Citadel Securities LLC and three other market makers sued the biggest options exchanges, claiming they were wrongly charged fees on trades over a seven-year period.
The companies sued Chicago Board Options Exchange LLC and four more exchanges saying they systematically overcharged or wrongly assessed fees on trades from January 2004 to June 2011.
The exchanges knew by late 2012 that one of their members had been mis-marking requests to buy and sell options as originating with public customers, when in fact they were coming from professionals, according to the complaint filed yesterday in state court in Chicago.
“This isn’t a situation where they’re saying you messed up my trade and therefore I lost money, they’re saying you charged me for something you shouldn’t have charged me for,” James J. Angel, a professor of finance at Georgetown University, said in a phone interview. “They thought they were trading against the retail mom and pops, and now it turns out two things: one, they were mischarged, and two, it wasn’t even a customer order.”
When confronted, “the exchanges simply asserted that they have no responsibility and cannot be held liable for improperly overcharging fees,” according to the market makers’ complaint.
The case centers on pricing incentives adopted by securities exchanges over the past decade and a half, as technical advances and regulatory reform squeezed profits in stock and options trading and the number of markets multiplied.
Among those are systems that reward brokers for bringing orders from individuals and charge others for the privilege of executing against them.
The defendants in the lawsuit include International Securities Exchange LLC, the NYSE Euronext-owned NYSE Arca electronic options exchange and NYSE Amex exchange and Philadelphia Stock Exchange operated by the NASDAQ OMX Group.
Gail Osten, a spokeswoman for the Chicago Board Options Exchange, today declined to comment on the allegations.
Molly McGregor, a spokeswoman for ISE, declined to comment on the suit. Rich Adamonis, a spokesman for NYSE Euronext, and Rob Madden, a Nasdaq spokesman, also declined to comment on it.
The exchange-member firm that allegedly incorrectly marked orders as originating from public customers when they had come from broker dealers and other professionals during the time in question wasn’t named in the complaint. The firm was assessed almost $6.4 million in penalties and an unspecified amount of transaction fees, the plaintiffs said.
According to a letter of consent published on the CBOE website in September 2012, Goldman Sachs Group Inc. agreed to pay $6.75 million to eight U.S. exchanges to settle claims over the way it handled options trades from January 2004 through May 2010.

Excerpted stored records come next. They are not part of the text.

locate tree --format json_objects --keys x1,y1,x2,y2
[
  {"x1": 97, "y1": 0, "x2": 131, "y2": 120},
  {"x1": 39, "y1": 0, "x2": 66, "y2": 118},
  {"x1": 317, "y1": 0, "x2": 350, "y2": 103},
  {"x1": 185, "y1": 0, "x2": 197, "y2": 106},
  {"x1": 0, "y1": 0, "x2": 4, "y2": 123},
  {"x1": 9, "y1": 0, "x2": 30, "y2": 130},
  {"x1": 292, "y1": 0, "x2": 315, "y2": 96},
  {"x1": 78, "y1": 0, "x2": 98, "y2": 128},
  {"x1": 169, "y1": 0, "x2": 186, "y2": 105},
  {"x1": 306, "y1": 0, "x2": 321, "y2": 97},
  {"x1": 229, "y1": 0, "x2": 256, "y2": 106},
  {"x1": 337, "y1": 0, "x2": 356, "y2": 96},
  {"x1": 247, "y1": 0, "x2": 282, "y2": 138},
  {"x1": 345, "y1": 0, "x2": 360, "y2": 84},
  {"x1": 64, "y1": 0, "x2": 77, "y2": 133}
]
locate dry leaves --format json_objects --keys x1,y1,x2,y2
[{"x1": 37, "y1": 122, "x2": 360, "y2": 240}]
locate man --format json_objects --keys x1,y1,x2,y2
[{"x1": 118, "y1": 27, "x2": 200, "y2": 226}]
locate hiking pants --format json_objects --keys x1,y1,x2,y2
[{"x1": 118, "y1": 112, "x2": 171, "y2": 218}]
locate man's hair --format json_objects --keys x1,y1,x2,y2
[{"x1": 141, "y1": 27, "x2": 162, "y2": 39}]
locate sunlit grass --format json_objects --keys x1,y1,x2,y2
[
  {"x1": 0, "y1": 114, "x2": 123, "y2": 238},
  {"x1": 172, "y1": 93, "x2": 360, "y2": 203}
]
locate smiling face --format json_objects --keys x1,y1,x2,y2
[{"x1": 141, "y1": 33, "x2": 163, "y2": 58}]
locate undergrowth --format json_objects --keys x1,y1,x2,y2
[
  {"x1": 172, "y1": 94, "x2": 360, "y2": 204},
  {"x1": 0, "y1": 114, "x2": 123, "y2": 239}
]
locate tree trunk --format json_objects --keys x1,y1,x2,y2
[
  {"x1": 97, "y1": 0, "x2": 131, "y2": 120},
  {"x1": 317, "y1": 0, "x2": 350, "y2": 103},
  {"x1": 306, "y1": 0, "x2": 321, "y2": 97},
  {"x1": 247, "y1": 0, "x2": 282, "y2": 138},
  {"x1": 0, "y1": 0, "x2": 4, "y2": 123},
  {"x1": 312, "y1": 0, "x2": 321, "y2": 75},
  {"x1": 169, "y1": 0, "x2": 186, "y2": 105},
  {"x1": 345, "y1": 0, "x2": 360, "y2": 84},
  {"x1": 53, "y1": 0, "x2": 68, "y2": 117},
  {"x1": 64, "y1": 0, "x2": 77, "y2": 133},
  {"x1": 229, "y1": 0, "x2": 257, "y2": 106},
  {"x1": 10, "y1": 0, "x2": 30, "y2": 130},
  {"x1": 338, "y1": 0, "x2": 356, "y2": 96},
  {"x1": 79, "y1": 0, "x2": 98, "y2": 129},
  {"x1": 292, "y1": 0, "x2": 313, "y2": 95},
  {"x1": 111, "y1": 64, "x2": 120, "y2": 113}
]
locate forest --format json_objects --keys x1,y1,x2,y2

The New York-based securities firm mislabeled certain options orders as originating with customers instead of brokers or market makers, according to the document. Goldman Sachs was censured by the exchanges, and neither admitted nor denied wrongdoing. Michael DuVally, a Goldman Sachs spokesman, declined to comment on yesterday’s lawsuit.
Joining Citadel in the case are Chicago-based Ronin Capital LLC, San Francisco-based Group One Trading LP, Susquehanna Investment Group and Susquehanna Securities.
The market-maker plaintiffs said they seek recovery or restitution of all “payment for order flow” and other fees that were inappropriately charged by the exchanges. The plaintiffs also asked for an accounting of the fees improperly charged and a declaration that the exchanges are required to abide by their own rules regarding the fees.
Exchanges are afforded immunity for actions taken as part of their regulatory duties. The doctrine arose when stock and options markets were nonprofit organizations owned by their member firms. The shield protects them from lawsuits related to the exercise of powers delegated by the U.S. Securities and Exchange Commission and prevents financial losses that could jeopardize institutions seen as vital to the U.S. economy.
“Exchanges have extremely limited liability in these sorts of cases,” Andrew Stoltmann, a securities lawyer in Chicago, said in an e-mail. “It is always an uphill climb roping in an exchange. The contracts between exchanges and securities firms are highly tilted in favor of the exchange. Liability will likely be extremely hard to establish here.”
17.2 Million Traded
Option trading in the U.S. is spread among 11 markets. An average of 17.2 million traded daily in the U.S. in January, the second-highest number for the first month of a year, according to Options Clearing Corp.
The volume represents an 8.2 percent increase from the average last year. Options trading fell in 2012 to a daily average of 15.9 million contracts from a record of 18.1 million in 2011, data from the Chicago-based OCC show.
Katie Spring, a spokeswoman for Citadel, didn’t immediately respond to phone and e-mail messages seeking comment on the lawsuit.
David Pollard, a spokesman for Susquehanna, didn’t respond to a phone call seeking comment. A voice-mail message left at Group One Trading’s main office number wasn’t returned.
The case is Citadel Securities LLC v. Chicago Board Options Exchange Inc., 13CH13246, Cook County Circuit Court, Chancery Division (Chicago).